24/02/1915 - 4th Bn - 644
02/05/1915 - 6th Bn - 786
02/05/1915 - 7th Bn - 782
10/05/1915 - 8th Bn - 761
14/07/1915 - 9th Bn - 736
20/09/1915 - 10th Bn - 728
Of the 8,724 other ranks listed – 3,316 died over the course of the war, or shortly afterwards.
This equates to 38% and is similar to the rate experienced by the men listed on two regular battalions on the 1914 star roll.
Initial Bn - No. of men - Dead - %
1st - 1,180 - 604 - 51.2%
2nd - 892 - 430 - 48.2%
3rd - 2 - 0 - 0.0%
4th - 1,071 - 380 - 35.4%
5th - 335 - 138 - 41.2%
6th - 891 - 306 - 34.3%
7th - 1,041 - 277 - 26.6%
8th - 1,248 - 521 - 41.7%
9th - 1,271 - 544 - 42.8%
10th - 729 - 104 - 14.2%
Deaths by Year
1914 - 5
1915 - 1,378
1916 - 1,057
1917 - 500
1918 - 364
1919 - 9
1920 - 2
1921 - 1
Deaths by year, from star qualifying date
23/11/1914 - 22/11/1915 - 1,353
23/11/1915 - 22/11/1916 - 1,062
23/11/1916 - 22/11/1917 - 506
23/11/1917 - 22/11/1918 - 377
23/11/1918 - 22/11/1919 - 15
23/11/1919 - 22/11/1920 - 2
23/11/1920 - 22/11/1921 - 1
The worst days for the men of Black Watch on the 1914/15 star roll were both in 1915, the year they arrived.

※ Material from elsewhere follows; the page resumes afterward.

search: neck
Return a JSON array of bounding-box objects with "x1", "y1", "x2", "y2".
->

Aubers Ridge - 09/05/1915 - 250 KIA or DoW
Loos - 25-27/09/1915 - 560 KIA or DoW
No other single date had fatal casualties over 100, they next most fatal being:
30/07/1916 - 95 KIA or DoW
Once the Black Watch data listed on other regiments star medal rolls is fully collated, this will be presented again more fully.